Ou seja, o art. 195, §7º da Constituição não pode ser interpretado apenas como uma simples imunidade, um direito que somente serve para limitar o poder de tributar, igual ao do artigo 150, VI, "c" da Constituição, o próprio "locus" do texto já nos revela diferenças significativas, pois o último está na seção das "Limitações ao Poder de Tributar", o primeiro no Capítulo da Seguridade Social, e além de uma imunidade o seu detentor assume um compromisso efetivo na promoção dessa política pública, é por essa razão que não é sustentável a tese de inconstitucionalidade material da exigência de contrapartidas.
Situe-se ainda que na ADIn 4.480 declara-se a inconstitucionalidade do art. 13, III, §1º, I e II, §§ 3º e 4º, I e II, §§ 5º, 6º e 7º; do art. 14, §§ 1º e 2º; do art. 18, caput; art. 29, VI; e do art. 31 da lei 12.101/09, com a redação dada pela lei 12.868/13, por necessidade de LC na forma do art. 142 da Constituição e a inconstitucionalidade material do art. 32, § 1º, da lei 12.101/09, por afronta ao direito ao contraditório e ampla defesa consagrado no art. 5º, LV da Constituição.
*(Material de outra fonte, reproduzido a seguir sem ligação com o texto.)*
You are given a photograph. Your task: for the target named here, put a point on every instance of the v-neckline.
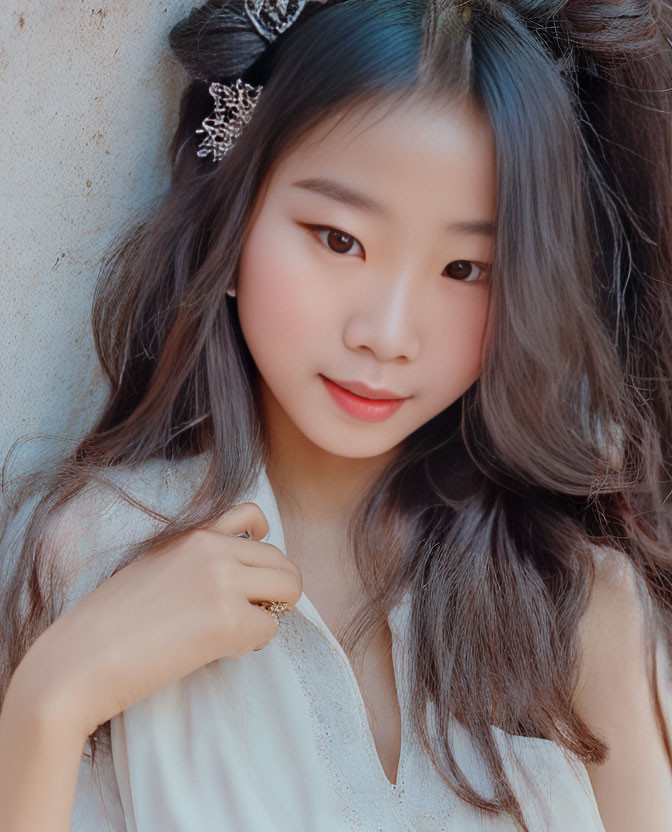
(308, 610)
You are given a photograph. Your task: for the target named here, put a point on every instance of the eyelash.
(484, 267)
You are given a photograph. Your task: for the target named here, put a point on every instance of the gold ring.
(276, 608)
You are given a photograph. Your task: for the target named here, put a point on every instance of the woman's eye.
(336, 241)
(466, 271)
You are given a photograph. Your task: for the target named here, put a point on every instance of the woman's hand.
(182, 605)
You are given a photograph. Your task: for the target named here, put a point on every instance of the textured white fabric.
(279, 739)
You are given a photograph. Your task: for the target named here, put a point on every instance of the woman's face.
(366, 260)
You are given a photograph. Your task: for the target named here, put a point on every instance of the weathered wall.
(89, 102)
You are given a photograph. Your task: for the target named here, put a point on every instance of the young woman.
(403, 321)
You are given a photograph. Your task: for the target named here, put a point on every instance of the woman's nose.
(385, 319)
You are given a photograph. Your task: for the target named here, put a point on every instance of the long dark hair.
(493, 511)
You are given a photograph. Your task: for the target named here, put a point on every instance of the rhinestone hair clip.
(235, 102)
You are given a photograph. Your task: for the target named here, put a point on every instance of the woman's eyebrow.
(345, 194)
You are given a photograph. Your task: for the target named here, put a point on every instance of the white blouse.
(279, 739)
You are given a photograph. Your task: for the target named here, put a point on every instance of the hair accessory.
(235, 102)
(234, 105)
(272, 17)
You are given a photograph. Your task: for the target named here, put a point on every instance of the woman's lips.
(369, 410)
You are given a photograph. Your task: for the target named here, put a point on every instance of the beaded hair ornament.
(235, 102)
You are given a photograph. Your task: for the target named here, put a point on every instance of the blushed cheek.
(273, 316)
(463, 349)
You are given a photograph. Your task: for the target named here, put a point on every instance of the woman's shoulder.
(89, 533)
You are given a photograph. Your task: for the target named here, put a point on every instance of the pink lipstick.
(367, 409)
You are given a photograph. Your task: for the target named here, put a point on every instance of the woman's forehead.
(416, 150)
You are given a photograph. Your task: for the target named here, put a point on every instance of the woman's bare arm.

Por outro lado, quanto ao inciso III do art. 29 da lei 12.101/09, exigência que guarda similaridade ao inciso III, art. 3º da LCP 187/21, objeto da presente análise, é importante destacar que a exordial da ADIn 4.480, nos termos expostos no relatório do voto do relator aborda o tema nos seguintes prismas:
Sustenta ainda que o artigo 29 está eivado de várias inconstitucionalidades, ao argumento de que "o dispositivo, como um todo, pretende complementar a caracterização da entidade beneficente de assistência social imune às contribuições para a seguridade social, com renovada ofensa ao disposto no art. 146, II, da CF/88". Aduz, ainda, que o caput do mesmo artigo "institui uma isenção, com claros efeitos limitativos da imunidade instituída pelo art.195, § 7º". Já o inciso III do art. 29 seria inconstitucional por condicionar o gozo da imunidade à comprovação de regularidade fiscal, "tornando o ente imune refém da burocracia estatal". Da mesma forma, o inciso VI do artigo 29 seria inconstitucional por impor ônus que "objetiva simplesmente dificultar e desestimular que entidades beneficentes de assistência social gozem da imunidade a que fazem jus". Isso porque não haveria razões de ordem prática que justificassem a exigência de conservação e guarda de documentos por período superior ao do prazo decadencial para a constituição de eventuais créditos tributários. Sustenta também a inconstitucionalidade do inciso VII do mesmo artigo, em razão de condicionar a fruição da imunidade ao cumprimento da legislação tributária acessória. (STF - ADI: 4.480 DF, relator: GILMAR MENDES, Data de Julgamento: 27/3/20, Tribunal Pleno, Data de Publicação: 15/4/20)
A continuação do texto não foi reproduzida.